The Mudcat Café TM
Thread #119913 Message #2604724
Posted By: Bill D
04-Apr-09 - 05:07 PM
Thread Name: BS: So much=overwhelmed + no outrage?
Subject: RE: BS: So much=overwhelmed + no outrage?
"I hope this will not turn into a gun discussion..."
"This is not about guns --..."
Oh, but it is about guns as much as it is about society and sick, frustrated individuals. As Azizi quotes "Friends said he feared the Obama administration was poised to ban guns." Guns are pervasive in society and in many parts of our sub-cultures, guns are accepted and approved as THE way to settle disputes and raise money.
Sadly, with so many millions of guns already out there, there is very little way the continuing deaths can be stopped by reducing the number OF guns, and the only hope is to identify dangerous people and get them treated and make it very, very very difficult for unstable people to GET guns.
We have seen a number of violent incidents lately where folks said they saw little sign of problems before the individual did the sad deed. I am 'almost' convinced that the obsession OF the media with 'reporting' every horrible crime in detail, even if it happens 1000 miles away, exacerbates the problem. The more famous crimes get re-run and re-examined on TV programs incessantly. Perhaps the success of Truman Capote's book "In Cold Blood" showed the market for it. We have one local channel where violent crime is 90% of their programming. How much exposure to that can cause an unstable individual to 'explode'? How often do people, even unconciously, seek to emulate or transcend what the see? ...right...no one knows, and we can't prove it in most cases, but I have little faith that it serves as an object lesson or deterrent.

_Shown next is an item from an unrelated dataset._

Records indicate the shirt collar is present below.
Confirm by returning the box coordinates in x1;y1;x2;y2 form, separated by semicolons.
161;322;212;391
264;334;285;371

Barring the reduction of availability of guns, I think that restricting the re-enaction and detailed coverage of violent crime is the simplest way to begin approaching the problem.
No outrage? *I* am outraged that some of the real, genuine ways to deal with societal violence are ignored because of perceived 'rights' to own dangerous weapons and dramatize the use of them on TV and in video games.